The name Helen of Troy is known throughout the world, in large part due to Homer and The Iliad. But the legend of Helen was known for hundreds of years before Homer ever told her tale. In fact, The Iliad, written at least five hundred years after the Trojan War, contains only a few lines about the Queen. All of the other action occurs around her and for her, but not by her.
But that description of Helen as a woman who is acted upon rather than one who acts does not seem to mix well with the true history of the woman. Helen was not actually Helen of Troy but Helen, queen of Sparta. In The Belial Warrior, this alternative Helen, the one who ruled a kingdom of the world’s fiercest fighters, comes to light. It’s time we learned what the enigmatic queen was really like.
The world has learned the legend of Helen of Troy, but not her story.
Even the name by which she is known is not her true title.
She was Helen, Queen of Sparta.
And she was much more than a pretty face.
Delaney McPhearson has been made a public pariah. She barely escaped with her life from Colorado when law enforcement agents moved in. And she cannot take credit for that escape. No, that credit belongs to one man, Drake-Las Vegas entertainer, sabbatical taking archangel, and consummate egoist.
But Drake’s help is not without strings. He has an agenda too. He knows for Laney to move forward, she must first delve into her past–she must remember her life as Helen of Troy.

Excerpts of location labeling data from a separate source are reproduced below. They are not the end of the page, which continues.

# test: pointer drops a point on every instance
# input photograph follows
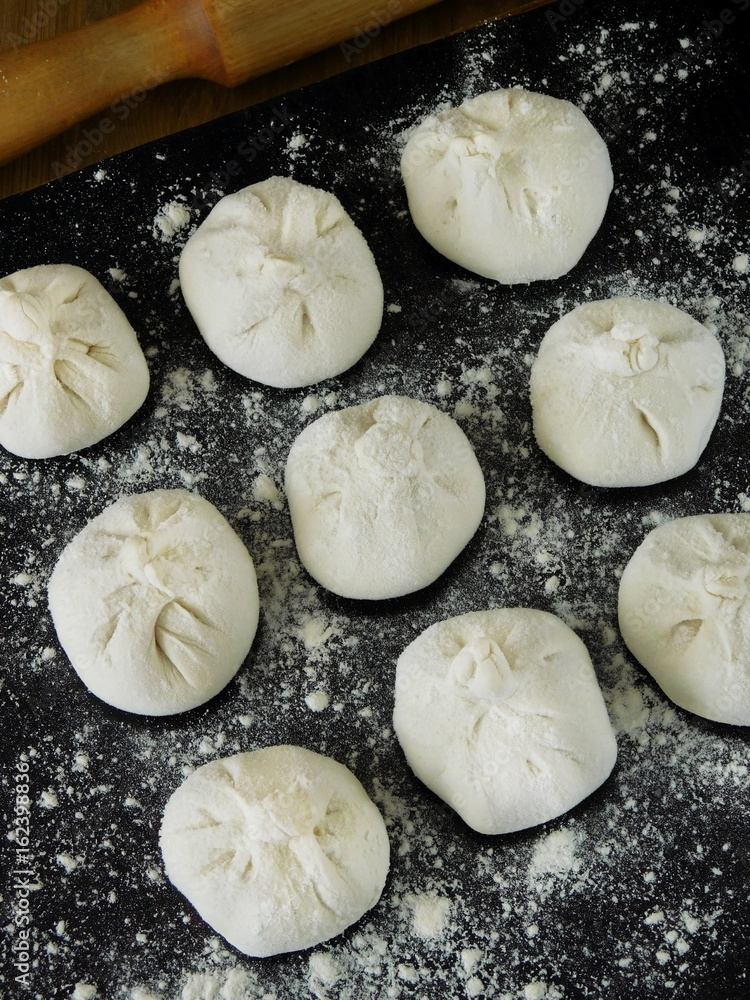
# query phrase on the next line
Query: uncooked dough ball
(71, 370)
(500, 714)
(278, 849)
(512, 185)
(155, 602)
(282, 284)
(684, 610)
(383, 497)
(626, 392)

History has never truly known Helen. For hundreds of years cults celebrated her, well before Homer immortalized her in The Iliad as a woman who turned her back on her family and kingdom for a handsome face. Yet as with many of history’s greatest characters, the life of Helen of Troy is more than it seems.
Now it’s finally time for the most maligned woman in history to tell her side of the story.